JoshVarty / pytorch-retinanet

Reproducing the Detectron implementation of RetinaNet
MIT License
0 stars 1 forks source link

Learning Rate #5

Closed JoshVarty closed 5 years ago

JoshVarty commented 5 years ago

I'd like to match our learning rate to Detectrons.

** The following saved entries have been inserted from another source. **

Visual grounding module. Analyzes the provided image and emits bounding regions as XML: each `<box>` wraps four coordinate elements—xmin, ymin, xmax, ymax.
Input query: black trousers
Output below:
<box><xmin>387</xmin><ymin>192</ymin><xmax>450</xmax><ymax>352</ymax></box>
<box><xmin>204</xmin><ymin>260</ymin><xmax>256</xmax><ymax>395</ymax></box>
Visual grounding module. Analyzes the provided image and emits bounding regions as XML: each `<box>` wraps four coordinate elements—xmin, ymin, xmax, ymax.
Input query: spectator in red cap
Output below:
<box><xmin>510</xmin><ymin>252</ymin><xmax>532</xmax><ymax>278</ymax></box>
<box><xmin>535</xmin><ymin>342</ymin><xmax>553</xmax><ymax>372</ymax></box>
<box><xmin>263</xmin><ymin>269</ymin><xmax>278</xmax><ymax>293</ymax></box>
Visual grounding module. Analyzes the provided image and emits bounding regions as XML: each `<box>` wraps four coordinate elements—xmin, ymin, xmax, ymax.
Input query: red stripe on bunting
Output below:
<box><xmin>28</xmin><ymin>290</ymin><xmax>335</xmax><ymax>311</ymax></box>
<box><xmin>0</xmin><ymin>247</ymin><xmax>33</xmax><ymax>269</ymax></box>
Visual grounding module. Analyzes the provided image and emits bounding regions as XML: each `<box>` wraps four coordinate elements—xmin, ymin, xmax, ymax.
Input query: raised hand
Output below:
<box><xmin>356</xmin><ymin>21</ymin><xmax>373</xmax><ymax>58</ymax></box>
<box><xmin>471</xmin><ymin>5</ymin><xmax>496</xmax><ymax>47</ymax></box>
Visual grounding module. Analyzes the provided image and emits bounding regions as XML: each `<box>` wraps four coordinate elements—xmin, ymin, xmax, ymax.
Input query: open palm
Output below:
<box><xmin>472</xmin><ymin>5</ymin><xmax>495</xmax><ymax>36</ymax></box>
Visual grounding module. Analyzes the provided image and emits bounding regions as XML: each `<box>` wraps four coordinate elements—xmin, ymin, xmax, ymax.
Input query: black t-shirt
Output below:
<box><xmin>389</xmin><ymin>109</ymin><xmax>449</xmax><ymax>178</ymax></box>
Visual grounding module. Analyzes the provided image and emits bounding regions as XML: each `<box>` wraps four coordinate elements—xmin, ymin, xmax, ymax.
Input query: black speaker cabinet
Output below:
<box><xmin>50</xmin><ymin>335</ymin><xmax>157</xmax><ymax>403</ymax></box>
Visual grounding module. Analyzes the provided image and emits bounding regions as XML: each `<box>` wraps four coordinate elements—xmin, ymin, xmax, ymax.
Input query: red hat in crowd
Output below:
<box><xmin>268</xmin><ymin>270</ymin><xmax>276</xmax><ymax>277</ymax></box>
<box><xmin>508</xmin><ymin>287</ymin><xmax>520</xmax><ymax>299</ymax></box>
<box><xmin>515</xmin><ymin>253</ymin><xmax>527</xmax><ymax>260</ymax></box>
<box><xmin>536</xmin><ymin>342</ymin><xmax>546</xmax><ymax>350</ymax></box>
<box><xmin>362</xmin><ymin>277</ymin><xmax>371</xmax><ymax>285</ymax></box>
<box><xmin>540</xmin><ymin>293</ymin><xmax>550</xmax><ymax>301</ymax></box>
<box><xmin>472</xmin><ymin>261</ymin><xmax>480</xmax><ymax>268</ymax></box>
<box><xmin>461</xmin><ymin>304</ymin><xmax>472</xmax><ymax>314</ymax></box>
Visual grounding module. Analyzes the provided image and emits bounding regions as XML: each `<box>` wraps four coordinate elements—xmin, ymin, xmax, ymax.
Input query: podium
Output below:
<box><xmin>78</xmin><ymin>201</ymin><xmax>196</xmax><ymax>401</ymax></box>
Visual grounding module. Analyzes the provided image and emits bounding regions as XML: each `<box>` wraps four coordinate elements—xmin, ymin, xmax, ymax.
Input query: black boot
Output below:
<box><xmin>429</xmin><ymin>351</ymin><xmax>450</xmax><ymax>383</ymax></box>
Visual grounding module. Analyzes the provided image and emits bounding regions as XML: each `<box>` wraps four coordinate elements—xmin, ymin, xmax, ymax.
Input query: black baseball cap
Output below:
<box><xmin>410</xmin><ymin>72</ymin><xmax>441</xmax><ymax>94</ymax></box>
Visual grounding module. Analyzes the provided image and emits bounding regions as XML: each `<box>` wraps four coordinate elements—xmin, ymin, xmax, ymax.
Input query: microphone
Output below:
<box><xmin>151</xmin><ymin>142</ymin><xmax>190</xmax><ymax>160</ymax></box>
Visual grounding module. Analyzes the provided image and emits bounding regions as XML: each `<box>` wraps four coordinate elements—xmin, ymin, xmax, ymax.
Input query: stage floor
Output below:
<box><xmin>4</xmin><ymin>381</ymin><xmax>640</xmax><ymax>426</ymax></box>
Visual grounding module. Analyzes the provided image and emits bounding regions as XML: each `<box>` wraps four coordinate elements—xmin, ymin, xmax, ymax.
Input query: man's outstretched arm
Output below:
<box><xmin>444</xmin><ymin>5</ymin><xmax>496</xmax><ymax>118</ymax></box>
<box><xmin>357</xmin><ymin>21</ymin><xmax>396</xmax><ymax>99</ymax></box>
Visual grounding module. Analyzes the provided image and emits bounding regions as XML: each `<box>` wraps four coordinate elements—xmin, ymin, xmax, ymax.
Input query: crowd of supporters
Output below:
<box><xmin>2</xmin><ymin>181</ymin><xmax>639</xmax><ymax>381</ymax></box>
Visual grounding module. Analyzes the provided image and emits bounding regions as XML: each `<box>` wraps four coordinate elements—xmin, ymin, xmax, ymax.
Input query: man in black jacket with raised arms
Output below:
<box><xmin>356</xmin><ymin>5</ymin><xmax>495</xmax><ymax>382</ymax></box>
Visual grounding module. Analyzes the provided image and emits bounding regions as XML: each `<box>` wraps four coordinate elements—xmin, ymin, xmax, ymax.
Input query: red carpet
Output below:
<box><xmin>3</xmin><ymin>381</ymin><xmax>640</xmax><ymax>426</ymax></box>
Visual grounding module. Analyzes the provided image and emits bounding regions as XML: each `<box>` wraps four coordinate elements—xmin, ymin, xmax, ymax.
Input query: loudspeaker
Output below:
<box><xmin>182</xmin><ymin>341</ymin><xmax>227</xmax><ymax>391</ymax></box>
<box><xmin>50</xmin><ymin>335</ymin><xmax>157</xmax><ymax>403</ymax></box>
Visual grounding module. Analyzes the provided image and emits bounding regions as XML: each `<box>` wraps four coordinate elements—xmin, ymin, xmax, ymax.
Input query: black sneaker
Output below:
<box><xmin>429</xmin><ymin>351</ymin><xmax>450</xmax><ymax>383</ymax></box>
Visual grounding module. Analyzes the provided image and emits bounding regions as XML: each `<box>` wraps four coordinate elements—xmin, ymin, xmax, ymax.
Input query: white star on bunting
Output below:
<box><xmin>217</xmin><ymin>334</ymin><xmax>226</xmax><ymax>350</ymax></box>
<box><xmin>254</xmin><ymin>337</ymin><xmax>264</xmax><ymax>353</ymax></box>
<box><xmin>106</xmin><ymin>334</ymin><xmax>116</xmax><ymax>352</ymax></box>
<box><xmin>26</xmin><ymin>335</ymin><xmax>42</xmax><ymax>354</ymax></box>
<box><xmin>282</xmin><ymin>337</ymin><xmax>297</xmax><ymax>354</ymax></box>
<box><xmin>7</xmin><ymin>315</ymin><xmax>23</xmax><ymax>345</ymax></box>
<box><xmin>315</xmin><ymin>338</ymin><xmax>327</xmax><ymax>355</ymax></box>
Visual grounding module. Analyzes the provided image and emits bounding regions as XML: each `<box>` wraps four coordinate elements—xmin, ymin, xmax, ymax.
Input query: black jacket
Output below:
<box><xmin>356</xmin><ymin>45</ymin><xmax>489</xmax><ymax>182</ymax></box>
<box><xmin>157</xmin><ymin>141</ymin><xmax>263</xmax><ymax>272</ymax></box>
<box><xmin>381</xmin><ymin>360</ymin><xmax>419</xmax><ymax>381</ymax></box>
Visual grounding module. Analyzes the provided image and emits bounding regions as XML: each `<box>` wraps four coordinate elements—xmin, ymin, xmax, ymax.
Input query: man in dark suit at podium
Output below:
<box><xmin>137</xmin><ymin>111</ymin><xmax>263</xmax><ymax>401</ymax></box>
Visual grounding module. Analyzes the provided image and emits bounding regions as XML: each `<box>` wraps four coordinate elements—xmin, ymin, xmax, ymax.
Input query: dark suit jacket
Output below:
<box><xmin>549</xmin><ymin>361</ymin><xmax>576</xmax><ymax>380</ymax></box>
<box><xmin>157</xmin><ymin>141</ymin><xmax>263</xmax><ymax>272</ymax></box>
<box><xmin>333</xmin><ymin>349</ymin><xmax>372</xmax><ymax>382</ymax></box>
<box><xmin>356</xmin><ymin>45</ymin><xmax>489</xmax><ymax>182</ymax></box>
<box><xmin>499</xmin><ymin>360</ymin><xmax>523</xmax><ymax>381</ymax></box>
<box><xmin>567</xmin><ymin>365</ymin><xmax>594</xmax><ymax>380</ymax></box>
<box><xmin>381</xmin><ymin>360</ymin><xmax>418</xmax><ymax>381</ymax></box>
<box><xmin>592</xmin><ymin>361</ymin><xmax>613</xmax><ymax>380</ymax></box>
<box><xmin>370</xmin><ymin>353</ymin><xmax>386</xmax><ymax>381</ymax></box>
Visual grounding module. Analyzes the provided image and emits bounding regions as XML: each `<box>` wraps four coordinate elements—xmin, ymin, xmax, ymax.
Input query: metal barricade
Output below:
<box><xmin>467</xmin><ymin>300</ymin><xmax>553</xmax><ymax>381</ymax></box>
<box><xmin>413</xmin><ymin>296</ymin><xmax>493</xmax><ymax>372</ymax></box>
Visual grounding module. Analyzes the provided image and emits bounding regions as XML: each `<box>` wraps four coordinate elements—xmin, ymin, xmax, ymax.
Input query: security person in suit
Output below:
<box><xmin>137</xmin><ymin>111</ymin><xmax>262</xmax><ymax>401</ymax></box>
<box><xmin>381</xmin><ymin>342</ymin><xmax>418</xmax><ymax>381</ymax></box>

In the config they define:

SOLVER:
  WEIGHT_DECAY: 0.0001
  LR_POLICY: steps_with_decay
  BASE_LR: 0.00125
  GAMMA: 0.1
  MAX_ITER: 720000
  STEPS: [0, 480000, 640000]
main()
    train_model()
      get_lr_at_iter(it)
            lr_func_steps_with_decay(cur_iter)
                  get_step_index(cur_iter)
      UpdateWorkspaceLr(it)
JoshVarty commented 5 years ago

get_step_index(cur_iter)

Source

  1. Create steps that includes MAX_ITER
    • [0, 480000, 640000, 720000]
  2. Loop over steps
    for ind, step in enumerate(steps): 
        if cur_iter < step:
            break
    return ind - 1
JoshVarty commented 5 years ago

lr_func_steps_with_decay(cur_iter)

Source

def lr_func_steps_with_decay(cur_iter):
    """For cfg.SOLVER.LR_POLICY = 'steps_with_decay'

    Change the learning rate specified iterations based on the formula
    lr = base_lr * gamma ** lr_step_count.

    Example:
    cfg.SOLVER.MAX_ITER: 90
    cfg.SOLVER.STEPS:    [0,    60,    80]
    cfg.SOLVER.BASE_LR:  0.02
    cfg.SOLVER.GAMMA:    0.1
    for cur_iter in [0, 59]   use 0.02 = 0.02 * 0.1 ** 0
                 in [60, 79]  use 0.002 = 0.02 * 0.1 ** 1
                 in [80, inf] use 0.0002 = 0.02 * 0.1 ** 2
    """
    ind = get_step_index(cur_iter)
    return cfg.SOLVER.BASE_LR * cfg.SOLVER.GAMMA ** ind

Porting their example to our values:

Example:
cfg.SOLVER.MAX_ITER: 720000
cfg.SOLVER.STEPS:    [0, 480000, 640000]
cfg.SOLVER.BASE_LR:  0.00125
cfg.SOLVER.GAMMA:    0.1
for cur_iter in [0, 480000]       use 0.00125 = 0.00125 * 0.1 ** 0
             in [480000, 640000]  use 0.000125 = 0.00125 * 0.1 ** 1
             in [640000, inf]     use 0.0000125 = 0.00125 * 0.1 ** 2
JoshVarty commented 5 years ago

get_lr_at_iter(it)

After getting the scheduled learning rate, we make it smaller during the first 500 iterations in order to "warm up" the learning.

Source

  1. Get the learning rate according to our schedule.
  2. If we're done wamrup (eg it > 500) just return lr
  3. Otherwise, we're going to use a linear warmup method.
  4. alpha = it / cfg.SOLVER.WARM_UP_ITERS
    • 0.0 = 0 / 500
  5. warmup_factor = cfg.SOLVER.WARM_UP_FACTOR * (1 - alpha) + alpha
    • 0.3333 = 0.333 * (1 - 0) + 0
  6. Adjust lr by the warm up factor. lr *= warmup_factor
    • 0.0004166 = 0.00125 * 0.3333
JoshVarty commented 5 years ago

We're using the correct LR already. We aren't correcting for momentum, but that's not what's causing the issues for me at the moment. They don't correct for momentum until there is a large shift in LR.